Ruhig, das angegraute Haar sauber gescheitelt, wirkt der zum Christentum übergetretene Mann im blauen Hemd während des Plädoyers von Staatsanwalt William Smith abwesend und desinteressiert – gerade so, als sei er nicht die Hauptperson, sondern nur ein Zuschauer, den es aus Versehen in eine langweilige Veranstaltung verschlagen hat. Smith nennt Duch einen „glühenden Anhänger der Revolution“, der die Verbrechen in S 21 „systematisch und vorsätzlich“ begangen habe. Er wirft ihm vor, den Roten Khmer auch nach dem Sturz des Regimes noch 15 Jahre lang treu geblieben zu sein. Der australische Jurist bezweifelt, dass Duchs Reue ernst gemeint sei.

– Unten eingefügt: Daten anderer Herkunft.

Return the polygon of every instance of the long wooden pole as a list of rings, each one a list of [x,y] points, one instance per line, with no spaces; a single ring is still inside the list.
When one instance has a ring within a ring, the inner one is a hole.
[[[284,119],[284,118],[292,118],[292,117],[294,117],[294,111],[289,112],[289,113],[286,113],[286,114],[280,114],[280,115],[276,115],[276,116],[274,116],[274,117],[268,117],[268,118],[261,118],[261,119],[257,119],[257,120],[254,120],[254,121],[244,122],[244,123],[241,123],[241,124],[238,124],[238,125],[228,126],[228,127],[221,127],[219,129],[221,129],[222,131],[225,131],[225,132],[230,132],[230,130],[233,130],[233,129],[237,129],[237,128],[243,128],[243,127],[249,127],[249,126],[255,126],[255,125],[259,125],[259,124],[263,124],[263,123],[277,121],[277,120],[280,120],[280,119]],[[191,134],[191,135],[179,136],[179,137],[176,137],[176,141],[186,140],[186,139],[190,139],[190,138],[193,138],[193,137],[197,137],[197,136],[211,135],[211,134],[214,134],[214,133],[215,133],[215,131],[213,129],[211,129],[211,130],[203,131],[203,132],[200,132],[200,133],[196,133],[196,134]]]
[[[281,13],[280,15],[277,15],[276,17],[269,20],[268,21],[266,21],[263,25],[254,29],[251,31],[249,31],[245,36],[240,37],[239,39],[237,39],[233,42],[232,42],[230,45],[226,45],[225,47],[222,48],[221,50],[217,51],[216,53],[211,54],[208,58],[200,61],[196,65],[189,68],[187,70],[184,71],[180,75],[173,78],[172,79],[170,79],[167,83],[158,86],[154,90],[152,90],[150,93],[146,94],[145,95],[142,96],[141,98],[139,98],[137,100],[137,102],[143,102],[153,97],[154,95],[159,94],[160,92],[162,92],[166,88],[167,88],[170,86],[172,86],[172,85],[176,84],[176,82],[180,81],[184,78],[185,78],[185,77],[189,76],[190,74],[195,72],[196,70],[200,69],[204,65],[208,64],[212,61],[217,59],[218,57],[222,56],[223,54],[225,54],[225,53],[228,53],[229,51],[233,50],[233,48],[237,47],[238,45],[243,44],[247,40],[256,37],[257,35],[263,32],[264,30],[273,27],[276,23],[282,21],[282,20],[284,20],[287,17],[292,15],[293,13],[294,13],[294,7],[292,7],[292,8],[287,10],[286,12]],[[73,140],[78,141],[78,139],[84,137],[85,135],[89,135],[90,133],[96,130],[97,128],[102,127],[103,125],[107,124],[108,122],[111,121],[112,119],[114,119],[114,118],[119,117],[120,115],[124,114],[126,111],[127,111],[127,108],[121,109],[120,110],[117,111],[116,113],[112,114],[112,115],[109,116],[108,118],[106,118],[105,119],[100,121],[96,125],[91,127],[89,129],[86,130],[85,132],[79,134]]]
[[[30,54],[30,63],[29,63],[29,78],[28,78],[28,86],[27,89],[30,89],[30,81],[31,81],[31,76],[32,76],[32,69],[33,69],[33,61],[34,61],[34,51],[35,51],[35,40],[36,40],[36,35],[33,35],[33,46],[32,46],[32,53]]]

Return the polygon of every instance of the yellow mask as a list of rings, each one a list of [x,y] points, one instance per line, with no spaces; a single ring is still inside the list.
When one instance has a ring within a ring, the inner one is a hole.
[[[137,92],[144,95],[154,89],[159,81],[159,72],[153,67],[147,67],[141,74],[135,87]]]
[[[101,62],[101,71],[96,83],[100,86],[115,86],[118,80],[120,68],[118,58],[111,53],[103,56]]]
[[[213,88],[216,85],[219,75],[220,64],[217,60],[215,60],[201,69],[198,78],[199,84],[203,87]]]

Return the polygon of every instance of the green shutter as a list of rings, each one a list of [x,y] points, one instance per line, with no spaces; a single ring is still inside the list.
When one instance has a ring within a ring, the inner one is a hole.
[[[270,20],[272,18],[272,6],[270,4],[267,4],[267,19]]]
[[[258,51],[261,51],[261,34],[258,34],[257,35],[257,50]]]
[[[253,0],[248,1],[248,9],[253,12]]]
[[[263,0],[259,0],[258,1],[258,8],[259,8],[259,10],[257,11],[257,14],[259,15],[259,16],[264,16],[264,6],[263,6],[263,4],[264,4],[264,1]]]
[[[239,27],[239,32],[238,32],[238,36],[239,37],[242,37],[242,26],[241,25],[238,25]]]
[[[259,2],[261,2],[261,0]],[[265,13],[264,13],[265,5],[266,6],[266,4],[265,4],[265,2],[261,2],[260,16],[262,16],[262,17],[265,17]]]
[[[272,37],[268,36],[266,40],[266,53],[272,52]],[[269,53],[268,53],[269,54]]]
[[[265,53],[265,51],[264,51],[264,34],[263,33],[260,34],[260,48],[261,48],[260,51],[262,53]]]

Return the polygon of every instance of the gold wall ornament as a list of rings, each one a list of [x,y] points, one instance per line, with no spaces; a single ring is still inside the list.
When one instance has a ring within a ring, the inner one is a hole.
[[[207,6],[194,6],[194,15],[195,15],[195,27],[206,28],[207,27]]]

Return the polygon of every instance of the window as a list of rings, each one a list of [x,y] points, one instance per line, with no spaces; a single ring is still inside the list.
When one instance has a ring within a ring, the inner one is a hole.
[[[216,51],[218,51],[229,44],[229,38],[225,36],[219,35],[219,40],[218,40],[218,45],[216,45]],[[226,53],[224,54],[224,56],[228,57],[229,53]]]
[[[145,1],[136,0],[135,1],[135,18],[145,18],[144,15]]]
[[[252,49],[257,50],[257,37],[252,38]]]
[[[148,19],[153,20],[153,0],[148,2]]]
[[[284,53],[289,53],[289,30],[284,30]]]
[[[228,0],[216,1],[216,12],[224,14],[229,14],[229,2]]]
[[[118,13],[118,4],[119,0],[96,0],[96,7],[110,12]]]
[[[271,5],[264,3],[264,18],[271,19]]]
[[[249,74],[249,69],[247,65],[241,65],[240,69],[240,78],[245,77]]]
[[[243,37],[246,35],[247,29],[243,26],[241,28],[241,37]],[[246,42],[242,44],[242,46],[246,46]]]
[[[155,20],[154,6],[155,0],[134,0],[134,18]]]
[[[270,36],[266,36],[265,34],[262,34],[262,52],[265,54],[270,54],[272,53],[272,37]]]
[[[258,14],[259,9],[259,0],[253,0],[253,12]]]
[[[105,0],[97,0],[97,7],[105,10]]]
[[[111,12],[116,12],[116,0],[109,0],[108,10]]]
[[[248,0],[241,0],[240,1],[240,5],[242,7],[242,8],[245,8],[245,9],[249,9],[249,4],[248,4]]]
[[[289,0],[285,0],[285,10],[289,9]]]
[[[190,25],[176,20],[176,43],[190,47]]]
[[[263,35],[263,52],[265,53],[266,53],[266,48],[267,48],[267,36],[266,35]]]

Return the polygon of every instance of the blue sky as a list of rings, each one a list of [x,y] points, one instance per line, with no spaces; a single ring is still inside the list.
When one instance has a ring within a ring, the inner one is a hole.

Der Andrang im außerhalb von Phnom Penh gelegenen Gerichtsgebäude ist groß an diesem Mittwoch. Mehr als 900 Kambodschaner sind gekommen, um das Ende des ersten, historischen Verfahrens selbst zu erleben. Der Prozess ruft grausame Erinnerungen wach, verspricht aber auch Hoffnung auf Wahrheit und Gerechtigkeit. Der Saal ist bis auf den letzten Platz besetzt. Einigen hundert bleibt nur, den Duchs Auftritt auf den Videoleinwänden außerhalb zu verfolgen.

Die Reaktionen sind unterschiedlich. Unter der jüngeren Generation macht sich schnell Langeweile breit; manche machen ein Nickerchen. Rote Khmer, das ist was aus einer fernen Vergangenheit, die nicht mehr Teil ihrer Lebenswirklichkeit ist. Die älteren verfolgen das Geschehen aufmerksam. Auf ihren zerfurchten Gesichtern sind das Leid, die Trauer um ermordete Familienangehörige, aber auch die Wut über den Verrat an einer Ideologie, an die so manch einer einst geglaubt hat, deutlicher zu sehen, als es je in Plädoyers, Gerichtsakten und Zeugenaussagen beschrieben werden kann.

Der Antrag der Staatsanwaltschaft auf 40 Jahre Haft statt lebenslänglich für Duch löst Unverständnis und Entsetzen aus. Der Angeklagte habe „begrenzte Reue“ gezeigt und durch seine Aussagen entscheidend zum besseren Verständnis der inneren Gesetzmäßigkeit der Roten Khmer beigetragen, heißt es zur Begründung. „Das ist keine Gerechtigkeit. Das Tribunal hat versagt“, schimpft Chum Mey, einer der sieben Überlebenden von S 21 und Präsident des neu gegründeten „Verbandes der Rote-Khmer-Opfer“. Duch erfahre eine Form von Menschlichkeit, die er den Häftlingen von S 21 verweigert habe.

Die Erwartungen an das Tribunal sind hoch – vielleicht zu hoch. Nur langsam wird den Opfern bewusst, dass die juristischen Möglichkeiten zur Aufarbeitung der Geschichte begrenzt sind. Staatsanwalt Smith sagt, das Tribunal könne über die Schuld der Angeklagten befinden. Ein nationaler Versöhnungsprozess aber könne allenfalls ein „Nebenprodukt“ des Verfahrens sein.